Bangor council votes to remove monument to Portuguese explorer Estevan Gomez

The Bangor City Council unanimously voted on last week to remove the monument to 16th-century Portuguese explorer Estevan Gomez, located in a park on the Bangor Waterfront.

The cross-shaped monument will be removed in the coming weeks, and will be displayed at the Bangor Historical Society, with language detailing the historical and cultural context of Gomez’s expedition. The remaining pedestal and patio, located near the intersection of Washington and Broad streets, will be demolished.

The monument was erected in 1999, gifted to the city of Bangor by a group of Portuguese Americans from New Bedford, Massachusetts. Earlier this year, the Penobscot Nation sent a proposal to the city to remove the concrete cross and associated patio, citing Gomez’s history as an oppressor and enslaver of Indigenous people in New England. The city took it up amid nationwide protests against racism and police violence following the late May killing of an unarmed Black man by Minneapolis police officers.

Gomez was reportedly the first European to travel up the Penobscot River in 1525. After visiting the area that several centuries later would become Bangor, Gomez sailed south, later reportedly abducting around 50 Indigenous people in what is now Rhode Island or Connecticut, and sailing back to Europe with them, with plans to sell them into slavery.

Maulian Dana, tribal ambassador for the Penobscot Nation, said in June that while she understood that some people would not understand why the city would remove such a monument, she felt that its continued existence fundamentally disrespected Maine’s Indigenous peole. Despite a few critics, there was little pushback from the community on the monument’s removal.
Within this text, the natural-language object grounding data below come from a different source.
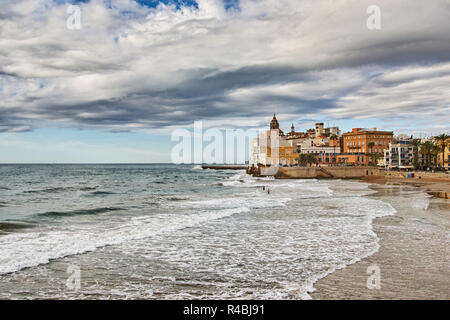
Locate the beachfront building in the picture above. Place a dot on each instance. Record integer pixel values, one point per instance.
(364, 146)
(274, 147)
(400, 155)
(444, 162)
(324, 154)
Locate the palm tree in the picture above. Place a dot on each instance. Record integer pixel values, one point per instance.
(370, 145)
(430, 151)
(334, 137)
(416, 143)
(443, 141)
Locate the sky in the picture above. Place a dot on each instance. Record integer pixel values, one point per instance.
(115, 89)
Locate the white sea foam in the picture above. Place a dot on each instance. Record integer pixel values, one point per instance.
(22, 250)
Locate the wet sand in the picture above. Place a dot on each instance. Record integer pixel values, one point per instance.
(414, 254)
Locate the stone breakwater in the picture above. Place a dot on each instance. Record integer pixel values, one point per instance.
(317, 172)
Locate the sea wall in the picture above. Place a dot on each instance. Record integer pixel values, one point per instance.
(327, 173)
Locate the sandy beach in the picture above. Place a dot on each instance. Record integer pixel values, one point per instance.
(414, 254)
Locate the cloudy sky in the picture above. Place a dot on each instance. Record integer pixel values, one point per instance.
(115, 89)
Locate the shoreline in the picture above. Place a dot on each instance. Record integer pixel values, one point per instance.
(413, 264)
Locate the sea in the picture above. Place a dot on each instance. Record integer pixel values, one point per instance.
(164, 231)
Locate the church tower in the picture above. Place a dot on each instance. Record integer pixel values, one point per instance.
(274, 125)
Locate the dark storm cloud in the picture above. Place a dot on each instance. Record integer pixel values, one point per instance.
(169, 68)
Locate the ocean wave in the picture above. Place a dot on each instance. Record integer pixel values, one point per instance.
(24, 250)
(57, 214)
(99, 193)
(12, 226)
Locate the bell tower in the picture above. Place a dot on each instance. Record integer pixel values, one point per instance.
(274, 123)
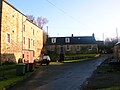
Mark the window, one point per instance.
(33, 42)
(28, 42)
(52, 48)
(33, 31)
(67, 40)
(53, 40)
(68, 48)
(8, 37)
(24, 40)
(24, 28)
(78, 48)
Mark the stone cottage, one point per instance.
(20, 38)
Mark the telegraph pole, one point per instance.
(0, 28)
(117, 34)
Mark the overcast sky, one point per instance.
(78, 17)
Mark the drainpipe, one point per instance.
(0, 28)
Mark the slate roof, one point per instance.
(73, 40)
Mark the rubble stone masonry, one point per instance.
(12, 23)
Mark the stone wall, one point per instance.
(12, 24)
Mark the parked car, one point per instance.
(45, 60)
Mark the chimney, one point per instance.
(72, 35)
(93, 35)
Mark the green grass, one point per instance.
(110, 88)
(9, 77)
(5, 67)
(79, 60)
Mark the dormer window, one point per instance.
(53, 40)
(67, 40)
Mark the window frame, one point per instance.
(53, 40)
(8, 37)
(67, 40)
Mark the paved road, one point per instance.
(68, 76)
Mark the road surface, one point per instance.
(68, 76)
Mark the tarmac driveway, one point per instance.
(68, 76)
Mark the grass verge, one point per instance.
(106, 77)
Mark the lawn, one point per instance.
(106, 77)
(8, 72)
(8, 76)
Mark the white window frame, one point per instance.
(7, 38)
(78, 47)
(53, 40)
(23, 40)
(67, 40)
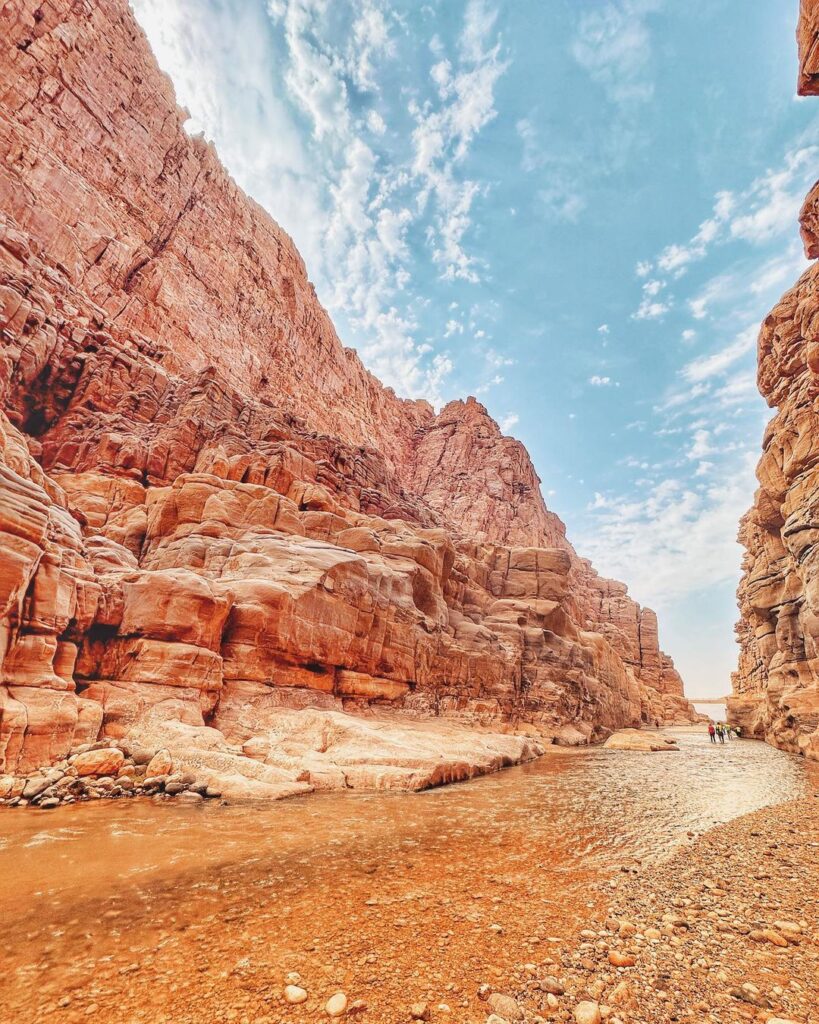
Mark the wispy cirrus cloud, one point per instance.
(300, 122)
(613, 44)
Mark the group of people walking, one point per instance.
(721, 731)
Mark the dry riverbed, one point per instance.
(727, 930)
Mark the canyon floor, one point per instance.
(412, 902)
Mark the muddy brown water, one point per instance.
(143, 911)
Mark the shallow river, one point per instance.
(160, 912)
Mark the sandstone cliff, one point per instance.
(776, 685)
(210, 510)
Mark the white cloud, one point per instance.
(613, 45)
(765, 210)
(453, 327)
(717, 363)
(650, 310)
(487, 385)
(674, 541)
(252, 75)
(771, 205)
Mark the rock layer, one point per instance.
(776, 685)
(211, 512)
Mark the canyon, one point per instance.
(776, 685)
(219, 534)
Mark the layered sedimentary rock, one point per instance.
(211, 514)
(776, 685)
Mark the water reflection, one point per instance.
(306, 878)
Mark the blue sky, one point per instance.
(577, 210)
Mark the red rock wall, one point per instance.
(209, 508)
(776, 685)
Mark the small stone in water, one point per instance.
(295, 994)
(336, 1005)
(587, 1013)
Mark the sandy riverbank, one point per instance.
(161, 912)
(726, 931)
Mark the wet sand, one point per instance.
(157, 912)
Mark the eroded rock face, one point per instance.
(211, 514)
(776, 685)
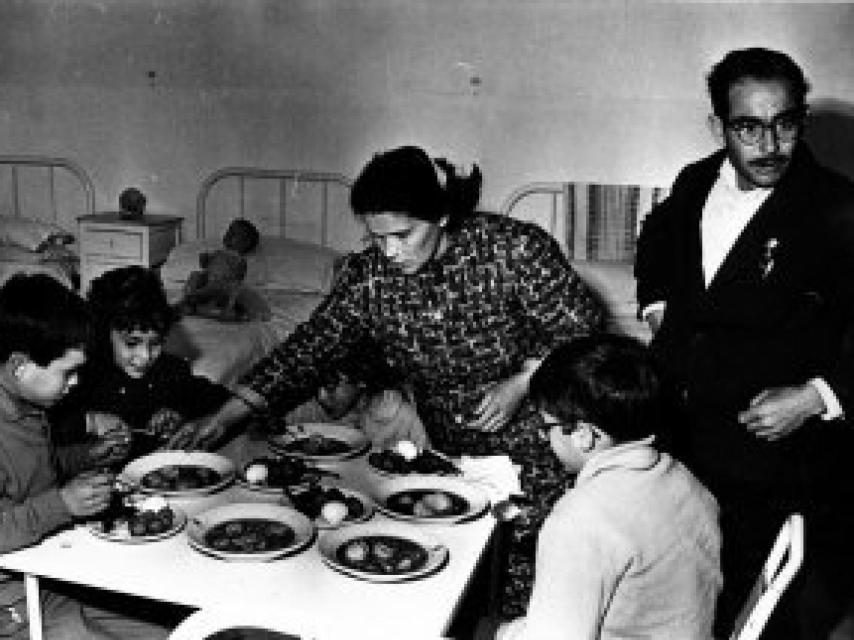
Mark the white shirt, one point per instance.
(727, 211)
Bangor’s Commission on Cultural Development over the summer undertook an extensive outreach and research project to gauge public sentiment as well as explore the logistics of removing the monument. Liam Riordan, a University of Maine history professor who sits on the commission, said he hopes this is just the beginning of a larger conversation about how history is talked about in the public sphere, and that any potential monument or public art that might replace the Gomez monument would take that into consideration.